Bruce has done little since coming over from the Reds. They could buy out Granderson. And, in April, Conforto was penciled in to be the Mets’ No. 3 hitter for the next decade.

However, none of them have what Cespedes does, which is the ability to jumpstart and carry a team with one swing. The Mets have had only a handful of players that no matter, they force you to watch and not look away when they come to the plate. Dave Kingman was one, then Darryl Strawberry and Mike Piazza. Finally, there is Cespedes, who carried the Mets last season into October, and has been doing it again since coming off the disabled list.

“He’s that kind of player,” manager Terry Collins said. “You expect to see big things from him each and every time he comes up. People pay to see him. They want to see what he can do.”

Cespedes can be infuriating, such as not running out a pop-up that fell for a hit in the first. Against Jose Fernandez, you knew runs would be at a premium and not hustling into scoring position could have bitten them in the end.

Even with his tight right quad, he should have been on second. However, that gets filed away when he takes control of a game as he did facing off against Nick Wittgren with two outs in the tenth.

“In big moments I really try to focus and deliver,” Cespedes said through an interpreter. “I know they were pitching me away, but I was looking for something in.”

Cespedes’ game-winning drive was clearly the top storyline of the night. Jose Reyes stealing a run in the eighth and the pitching from Rafael Montero and the bullpen were the other two.

A REYES RUN: When the Mets signed Reyes at the end of June, they sold the fan base on the premise he would bring energy and speed to their station-to-station offense. What they had in mind was the eighth inning.

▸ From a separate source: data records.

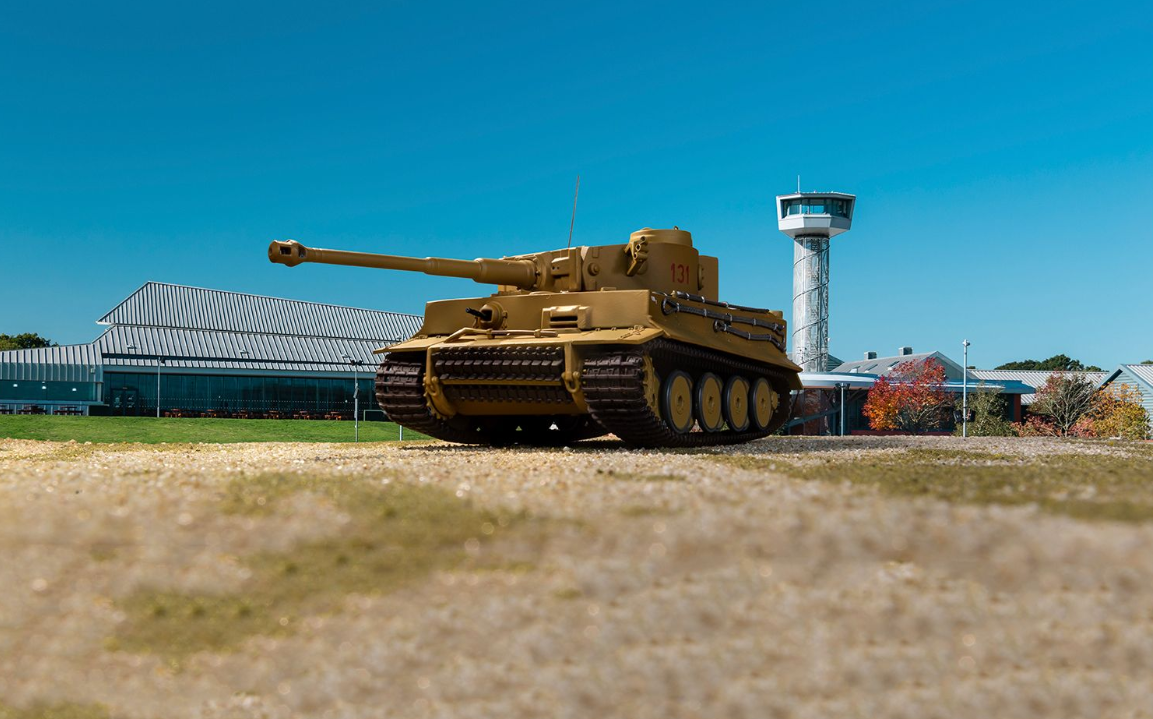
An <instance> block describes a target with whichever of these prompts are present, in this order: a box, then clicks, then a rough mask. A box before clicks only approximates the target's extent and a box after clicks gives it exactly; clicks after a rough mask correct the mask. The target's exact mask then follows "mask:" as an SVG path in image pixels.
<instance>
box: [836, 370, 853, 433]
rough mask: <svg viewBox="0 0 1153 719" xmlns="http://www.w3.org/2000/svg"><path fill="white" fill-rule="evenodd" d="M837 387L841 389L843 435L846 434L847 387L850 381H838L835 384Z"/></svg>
mask: <svg viewBox="0 0 1153 719" xmlns="http://www.w3.org/2000/svg"><path fill="white" fill-rule="evenodd" d="M834 387H836V388H837V389H841V436H842V437H844V436H845V389H846V388H847V387H849V383H837V384H836V385H834Z"/></svg>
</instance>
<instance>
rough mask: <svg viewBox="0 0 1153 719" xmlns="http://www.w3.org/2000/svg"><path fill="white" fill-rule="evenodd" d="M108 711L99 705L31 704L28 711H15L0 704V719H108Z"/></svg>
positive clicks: (11, 706) (3, 704)
mask: <svg viewBox="0 0 1153 719" xmlns="http://www.w3.org/2000/svg"><path fill="white" fill-rule="evenodd" d="M108 717H110V714H108V710H107V709H106V707H105V706H104V705H101V704H71V703H63V704H32V705H30V706H29V707H28V709H16V707H14V706H9V705H7V704H3V703H0V719H108Z"/></svg>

Down by a run, Reyes lead off the eighth with a line double into the right field corner. When it appeared Alejandro De Aza failed to advance him on a fly to left, Reyes tagged and moved to third, then scored on a head-first slide following A.J. Ramos’ wild pitch.

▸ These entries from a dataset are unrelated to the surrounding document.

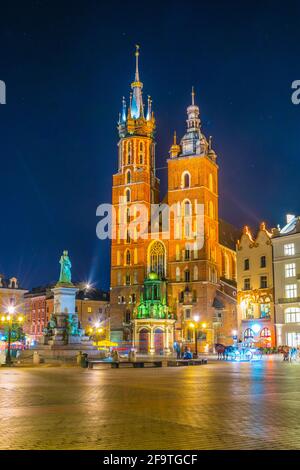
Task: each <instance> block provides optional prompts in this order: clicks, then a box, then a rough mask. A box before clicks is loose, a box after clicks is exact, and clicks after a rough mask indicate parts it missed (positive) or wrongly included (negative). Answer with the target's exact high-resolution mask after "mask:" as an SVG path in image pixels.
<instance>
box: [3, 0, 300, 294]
mask: <svg viewBox="0 0 300 470" xmlns="http://www.w3.org/2000/svg"><path fill="white" fill-rule="evenodd" d="M240 4H243V6H241V5H240ZM0 23H1V27H0V44H1V54H0V80H4V81H5V83H6V87H7V104H6V105H0V156H1V169H0V171H1V186H0V188H1V221H2V229H1V235H0V237H1V248H0V250H1V251H0V272H2V273H4V274H5V275H6V276H12V275H16V276H17V277H19V279H20V280H21V283H22V285H23V286H25V287H26V288H31V287H33V286H37V285H41V284H44V283H48V282H51V281H55V280H57V278H58V274H59V265H58V259H59V256H60V254H61V252H62V250H63V249H68V250H69V254H70V257H71V260H72V262H73V277H74V278H75V279H78V280H79V279H80V280H89V281H90V282H94V283H96V284H97V285H98V287H102V288H108V287H109V263H110V252H109V243H108V242H101V241H99V240H98V239H97V238H96V231H95V229H96V224H97V218H96V208H97V206H98V205H99V204H101V203H103V202H110V201H111V182H112V174H113V173H114V172H115V171H116V169H117V141H118V136H117V131H116V122H117V118H118V113H119V111H120V108H121V98H122V96H123V95H125V96H126V97H128V94H129V91H130V83H131V81H133V78H134V50H135V44H136V43H137V44H140V47H141V49H140V52H141V55H140V75H141V80H142V82H143V83H144V96H147V94H150V95H151V96H152V98H153V109H154V112H155V116H156V119H157V134H156V139H157V166H158V167H165V166H166V163H165V160H166V157H167V156H168V150H169V147H170V144H171V141H172V135H173V132H174V129H176V131H177V134H178V136H180V138H181V137H182V135H183V134H184V131H185V119H186V107H187V105H188V104H189V103H190V99H191V98H190V92H191V86H192V85H194V87H195V91H196V102H197V104H199V106H200V112H201V120H202V129H203V131H204V133H205V135H206V136H207V137H208V136H209V135H212V136H213V147H214V149H215V151H216V152H217V155H218V163H219V166H220V172H219V176H220V180H219V189H220V200H219V202H220V216H221V217H223V218H225V219H226V220H228V221H229V222H231V223H233V224H235V225H236V226H238V227H242V226H243V225H244V224H246V223H247V224H249V225H250V226H252V227H253V228H254V229H255V228H256V227H257V224H258V223H259V222H260V221H261V220H266V221H267V223H268V224H269V225H270V226H275V225H277V224H278V223H280V224H281V225H283V224H284V219H285V214H286V213H288V212H290V213H296V214H299V213H300V208H299V195H300V189H299V187H300V186H299V157H300V142H299V123H300V105H299V106H295V105H293V104H292V102H291V93H292V90H291V83H292V82H293V81H294V80H297V79H300V61H299V44H300V28H299V24H300V2H299V1H298V2H296V1H284V2H283V1H281V2H277V1H275V0H273V1H264V2H262V1H259V2H255V1H253V0H252V1H251V2H247V1H244V2H233V1H226V2H225V1H213V0H210V1H192V0H190V1H173V2H169V1H161V2H155V1H152V2H132V1H130V2H129V1H124V0H123V1H122V2H116V1H113V0H112V1H110V2H106V4H104V3H103V2H100V0H99V1H96V0H85V1H80V2H79V1H78V2H76V1H62V0H61V1H29V0H27V1H26V2H24V1H22V2H21V1H20V2H16V1H10V2H4V1H1V3H0ZM157 176H159V177H160V178H161V179H162V193H164V191H165V187H166V170H165V169H161V170H159V171H158V173H157Z"/></svg>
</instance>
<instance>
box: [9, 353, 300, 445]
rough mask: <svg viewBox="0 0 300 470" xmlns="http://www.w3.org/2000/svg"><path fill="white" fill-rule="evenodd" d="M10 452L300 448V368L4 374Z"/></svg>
mask: <svg viewBox="0 0 300 470" xmlns="http://www.w3.org/2000/svg"><path fill="white" fill-rule="evenodd" d="M0 448H1V449H193V448H194V449H300V364H287V363H282V362H274V361H263V362H261V363H255V364H254V363H252V364H247V363H242V364H234V363H226V364H224V363H217V362H215V363H212V364H209V365H207V366H197V367H189V368H162V369H144V370H143V369H141V370H138V369H120V370H111V369H107V370H103V369H102V370H86V369H77V368H67V367H55V368H54V367H52V368H49V367H47V368H46V367H44V368H42V367H41V368H23V369H22V368H19V369H16V368H14V369H4V368H2V369H0Z"/></svg>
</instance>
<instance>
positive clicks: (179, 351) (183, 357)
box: [174, 342, 193, 359]
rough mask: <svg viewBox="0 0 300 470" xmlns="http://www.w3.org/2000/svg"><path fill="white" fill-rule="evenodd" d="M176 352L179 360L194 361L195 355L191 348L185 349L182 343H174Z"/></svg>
mask: <svg viewBox="0 0 300 470" xmlns="http://www.w3.org/2000/svg"><path fill="white" fill-rule="evenodd" d="M174 351H175V353H176V357H177V359H193V353H192V352H191V350H190V348H188V347H187V346H185V347H184V348H183V345H182V344H181V343H178V342H175V343H174Z"/></svg>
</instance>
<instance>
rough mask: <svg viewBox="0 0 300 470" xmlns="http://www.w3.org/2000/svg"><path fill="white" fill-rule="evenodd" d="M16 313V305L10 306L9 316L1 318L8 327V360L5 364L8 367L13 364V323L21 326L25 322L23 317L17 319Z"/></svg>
mask: <svg viewBox="0 0 300 470" xmlns="http://www.w3.org/2000/svg"><path fill="white" fill-rule="evenodd" d="M15 311H16V307H15V306H14V305H9V306H8V307H7V315H3V316H2V317H1V322H2V323H4V324H7V325H8V335H7V353H6V360H5V364H6V365H7V366H11V364H12V360H11V332H12V326H13V322H14V321H17V322H18V323H19V324H21V323H22V322H23V316H22V315H18V317H17V318H15Z"/></svg>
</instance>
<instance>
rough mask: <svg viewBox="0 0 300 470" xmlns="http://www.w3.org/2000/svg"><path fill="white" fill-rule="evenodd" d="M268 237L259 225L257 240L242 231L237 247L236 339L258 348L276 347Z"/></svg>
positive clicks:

Reyes appeared to be hurt on the play when Ramos fell on the Met infielder’s head and left shoulder. Reyes remained in the game, but we’ll see how he feels tomorrow.

MONTERO FILLS BILL: Montero made the spot start because the Mets believed normally scheduled starter Jacob deGrom – who gave up a combined 13 runs in his last two starts – was fatigued. Montero, brought up from Double-A Binghamton, gave up only two hits in five scoreless innings, but threw 100 pitches in large part because he walked six.

If Collins wanted to see if Montero could respond to a challenge, his concerns were answered in the positive. Montero was in constant trouble and left the Marlins stranded with RISP in the first, fourth and fifth.

Montero left the bases loaded in the fourth and needed a double play to get out of the fifth. With how he pitched, Montero will stay after the rosters are expanded, Sept. 1.

While Montero was the unexpected, the bullpen was something they counted on.

Addison Reed gave up a run in the eighth on doubles by Ichiro Suzuki and Xavier Scruggs. The Mets also received scoreless innings from Sean Gilmartin (6th inning), Jerry Blevins (7th), Jeurys Familia (9th) and Josh Smoker (10th).

Combined, the bullpen gave up one run on three hits, one walk and six strikeouts.